The Empty Show by Alice Allan
Rabbit Poet Series, 2019
Alice Allan’s debut collection opens with the declaration, ‘A sonnet is always a love poem.’ Absolute statements like this tend to attract consideration of their opposites, gesturing to their qualities and equally calling to mind all that they are not: always/never, empty/full, lost/found or wrong/right. But in the poem ‘Melbourne sonnet’, after this declaration, the speaker immediately retreats with ‘So I was taught’, retracting their initial conviction in favour of the comfort of the murky middle ground. Throughout the collection, Allan ruminates on what it is to be lost. She asks and attempts to answer how one knows they’re lost, how to travel from lost to found, and, then, whether there really is a difference.
The collection’s title, The Empty Show, references a guerrilla art movement from the early 2000s, where organisers converted abandoned buildings into secret art galleries. This, combined with the photographs of lost and found signs peppered between the poems, lend the collection a sense of urban listlessness, a tone of wandering through city streets searching for something. One in particular reads ‘LOST (?) RABBITS SPOTTED HERE … Too fast to catch!’ The poster’s hesitation to label the rabbits lost introduces the complexity of lost and found where it’s not always clear whether something or someone is lost and needs finding.
Many of the poems are written after another’s or feature interjections from other texts, including Auden’s journals and Love Actually (2003). The huge variety of the intertextual references demonstrates Allan’s eclectic reading habits but, within the wandering world of the collection, they stand out like signposts, disparate texts chosen for their unique messages. In this way, reading the collection and encountering the references feels like a web of interconnected messages and maybe, just maybe, if you can string them together correctly, they’d reveal a hidden message, a larger scheme with which the poems’ lost speakers could direct themselves. But, at the same time, the great variety in tonal and formal choices between the poems creates a scattered reading experience, making it difficult for the reader to gather their own bearings in the collection.

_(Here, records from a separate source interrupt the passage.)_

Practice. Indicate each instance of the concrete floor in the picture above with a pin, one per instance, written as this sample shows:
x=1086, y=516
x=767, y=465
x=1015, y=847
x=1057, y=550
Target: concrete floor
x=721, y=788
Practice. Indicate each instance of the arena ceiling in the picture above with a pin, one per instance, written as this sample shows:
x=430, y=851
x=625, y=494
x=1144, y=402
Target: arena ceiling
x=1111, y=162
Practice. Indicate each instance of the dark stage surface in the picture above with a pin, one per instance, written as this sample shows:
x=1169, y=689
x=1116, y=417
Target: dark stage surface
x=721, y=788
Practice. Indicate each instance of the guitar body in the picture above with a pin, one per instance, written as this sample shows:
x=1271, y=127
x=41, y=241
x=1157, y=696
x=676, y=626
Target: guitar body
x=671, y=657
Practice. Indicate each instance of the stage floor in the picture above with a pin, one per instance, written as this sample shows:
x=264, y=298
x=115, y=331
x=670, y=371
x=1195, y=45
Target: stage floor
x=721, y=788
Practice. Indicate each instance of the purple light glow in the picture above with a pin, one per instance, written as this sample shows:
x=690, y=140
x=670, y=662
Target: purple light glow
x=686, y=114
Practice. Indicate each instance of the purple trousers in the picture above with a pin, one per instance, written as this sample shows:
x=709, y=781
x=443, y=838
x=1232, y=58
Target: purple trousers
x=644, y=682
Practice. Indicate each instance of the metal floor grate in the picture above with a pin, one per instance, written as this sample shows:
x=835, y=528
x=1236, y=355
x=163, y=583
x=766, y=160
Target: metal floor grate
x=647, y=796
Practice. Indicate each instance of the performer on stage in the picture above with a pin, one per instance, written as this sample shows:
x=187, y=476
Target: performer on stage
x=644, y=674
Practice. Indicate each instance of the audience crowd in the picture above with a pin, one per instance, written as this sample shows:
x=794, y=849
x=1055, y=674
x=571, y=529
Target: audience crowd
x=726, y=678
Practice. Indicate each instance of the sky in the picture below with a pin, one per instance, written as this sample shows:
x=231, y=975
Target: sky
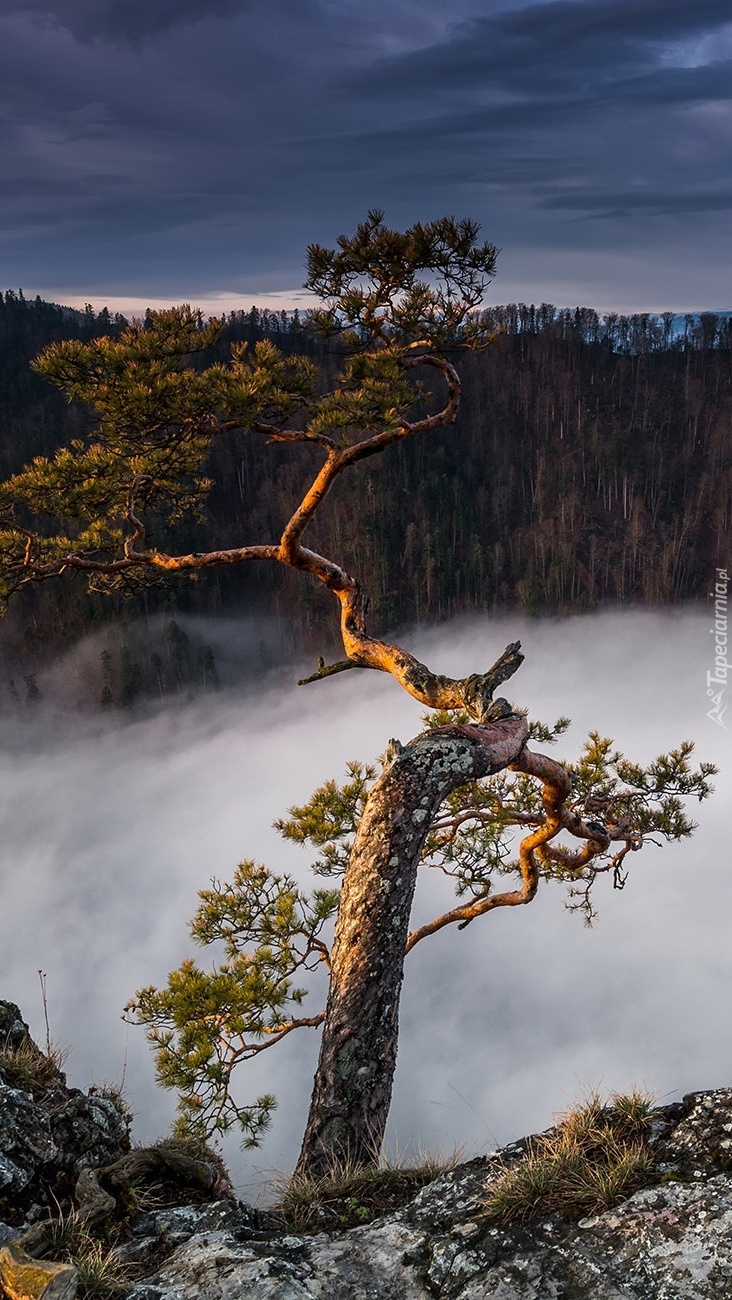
x=156, y=152
x=112, y=828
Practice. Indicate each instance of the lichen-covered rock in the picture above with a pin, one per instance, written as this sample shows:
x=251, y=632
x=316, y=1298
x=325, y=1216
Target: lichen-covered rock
x=671, y=1240
x=48, y=1132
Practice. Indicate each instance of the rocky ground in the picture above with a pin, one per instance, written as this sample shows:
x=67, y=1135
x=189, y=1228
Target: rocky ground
x=670, y=1240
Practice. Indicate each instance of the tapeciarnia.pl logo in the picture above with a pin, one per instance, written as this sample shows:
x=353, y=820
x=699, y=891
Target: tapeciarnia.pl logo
x=717, y=680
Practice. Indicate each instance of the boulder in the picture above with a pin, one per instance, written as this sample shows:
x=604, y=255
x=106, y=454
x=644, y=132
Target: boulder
x=48, y=1132
x=671, y=1240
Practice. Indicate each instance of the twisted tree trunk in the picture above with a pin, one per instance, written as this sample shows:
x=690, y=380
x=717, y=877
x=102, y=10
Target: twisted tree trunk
x=355, y=1071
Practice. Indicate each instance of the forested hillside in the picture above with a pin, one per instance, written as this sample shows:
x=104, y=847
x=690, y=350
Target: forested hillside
x=592, y=463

In the more experimental poems where Allan works with word repetition and shapes, she appears to be working to construct a voice for the collection. For example, ‘Lyric’ is a column of ‘I’ repeated 196 times. It is a visual assertion of the central perspective for the reader but could also be read reflexively as a reassuring mantra. Additionally, in ‘On the threshold of the hive’, composed with words from Sylvia Plath’s ‘Stings’, Allan shows the shift from someone watched to someone performing as a reclamation of self.
a third person is watching a third a personpersonpersonperson a personapersonapersonaperson a personapersonson a sonsonsonson a
The transformation from ‘third person is watching’ to ‘persona’ seems like the speaker wresting control of their perspective and reclaiming the gaze of the third person but, as the language continues to dissolve, the barriers between the third person with their gaze and the speaker of the poem become muddied, becoming indefinable sounds. From here, the central figure remains hazy, with an uncertain sense of self.
Similarly, in ‘Geraniums’, the speaker’s uncertainty about herself is revealed in the relation to another person:
I’m nervous to tell you about this woman, about what she said, because there’s nothing significant about it at all. Even though I still remember it. Even though I still want to tell you. Wanting to tell you doesn’t mean it’s worth telling.
She has experienced something significant in overhearing a woman while walking but, while she is confident in the personal value of this message, she is less confident about its value to others. Against the insistence of self from ‘Lyric’ and ‘On the threshold of the hive’, this poem reveals a vulnerability and a lurking feeling of self-doubt that the other poems are attempting to shake off. These poems together show Allan’s interest in construction of self with the added complication of the dangers of ‘losing yourself’ to uncertainty.